Saint Louis is a very racially segregated area. It always has been and despite the fact that people try to hide it, the events in Ferguson have ripped that wound open and it goes deeper than many people realized. While I try to keep my mind free of the hate, anger, and fear I readily admit to falling into the old stereotypes that Saint Louis worked hard to breed into my mind.
That being said, I don’t know what happened on August 9th. I don’t know if Michael Brown was trying to surrender like witnesses said. I don’t know if he was charging Darren Wilson like the police said. I don’t know if his wounds were defensive like the prosecution said. I don’t know if they were offensive like the defense said. What I do know is that a family lost a child. A community lost itself in violence. A long forgotten past has been thrown into the media circus and a city is trying to come to terms with an unstable present and an unstable future.
Rioting and looting and burning down buildings doesn’t show solidarity for the black community. It doesn’t help bring about peace. It won’t change what has happened in the past. Rather, it reinforces old stereotypes that run deep in the white Saint Louis community. The city is destroying itself when really it needs to destroy it’s people. The people need to change: both white and black.

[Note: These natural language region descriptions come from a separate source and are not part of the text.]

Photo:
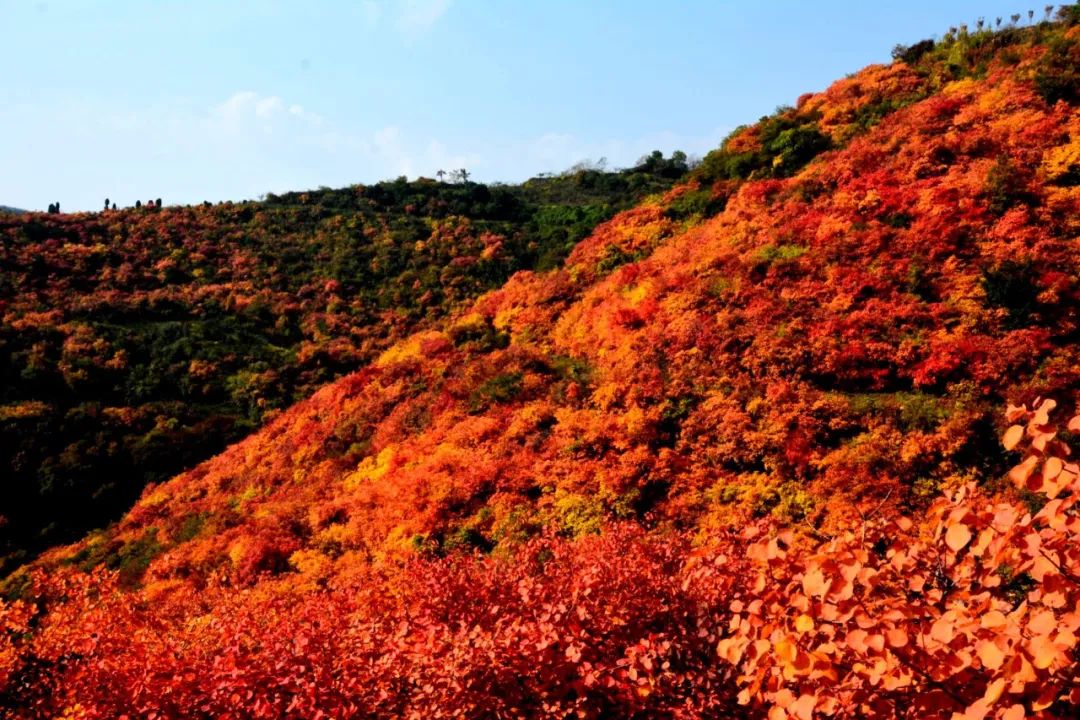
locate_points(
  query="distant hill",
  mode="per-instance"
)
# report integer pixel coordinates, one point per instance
(136, 343)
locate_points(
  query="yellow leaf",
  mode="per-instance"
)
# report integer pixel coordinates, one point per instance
(1012, 436)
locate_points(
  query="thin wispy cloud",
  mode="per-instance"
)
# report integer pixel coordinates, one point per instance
(418, 16)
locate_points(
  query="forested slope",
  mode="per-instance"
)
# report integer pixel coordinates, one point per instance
(739, 456)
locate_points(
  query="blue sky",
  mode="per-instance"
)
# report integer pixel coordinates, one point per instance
(198, 99)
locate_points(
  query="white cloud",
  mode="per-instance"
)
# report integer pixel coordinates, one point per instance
(418, 16)
(252, 143)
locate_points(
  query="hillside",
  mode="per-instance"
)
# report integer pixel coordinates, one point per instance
(136, 343)
(738, 456)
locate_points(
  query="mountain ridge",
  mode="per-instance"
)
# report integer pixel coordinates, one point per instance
(737, 457)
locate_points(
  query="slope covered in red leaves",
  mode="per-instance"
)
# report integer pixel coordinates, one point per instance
(672, 477)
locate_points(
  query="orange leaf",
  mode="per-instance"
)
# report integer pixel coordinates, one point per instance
(1023, 471)
(814, 583)
(1012, 436)
(1042, 650)
(896, 637)
(994, 691)
(990, 654)
(1014, 712)
(802, 708)
(957, 537)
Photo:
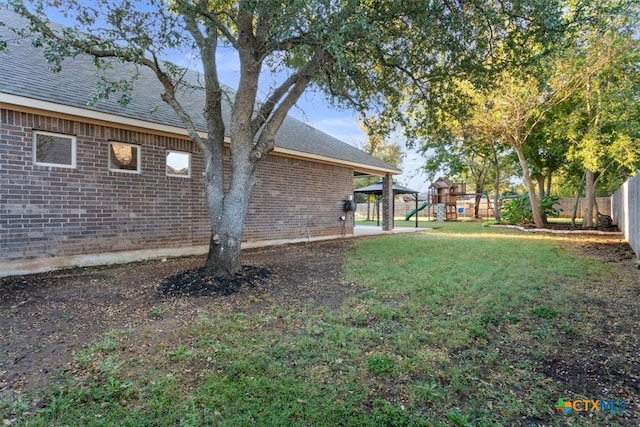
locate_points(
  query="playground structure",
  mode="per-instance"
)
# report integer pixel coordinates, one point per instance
(444, 195)
(442, 202)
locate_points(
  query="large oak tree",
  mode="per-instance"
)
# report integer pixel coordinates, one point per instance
(368, 54)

Yes, in Saint Louis many of the white people have a very negative view of blacks. But many blacks present themselves as thugs. Charles Barkley recently said something that needs to be taken to heart, not just in Saint Louis, but around the country and around the world:
“We as black people, we are never going to be successful, not because of you white people, but because of other black people. It’s a dirty dark secret, you know when there are young black kids doing well in school the loser kids tell ’em, ‘Oh, you’re acting white.’
“For some reason we are brainwashed to think if you’re not a thug or an idiot you are not black enough.”
This is important because that quote IS Saint Louis. Where the black kids who do well in school are just “white kids with a year-round tan.” Where black kids who want to succeed are pressured by the thugs because they are too white. It’s the thug culture that is the issue, not the black community.
I can’t pretend to understand what it is like to discriminated against because of skin color. I can’t pretend to understand what it is like to be afraid to send a child into the world and not know if they will be killed because of the wrong skin color. But I do know that if it is going to change we need to first change ourselves and then we can change the world.
This is a polarizing issue. I feel strongly about it because my family is in the middle of it. Others feel strongly about it for a different reason. The bottom line is that neither side is right. The police royally fucked up when they killed that boy and left his dead body in the street for over four hours. But the community, black and white, fucked up by rioting and looting. Nobody has the high ground anymore. All we can do is join together and dig ourselves out of the hole we all took part in creating.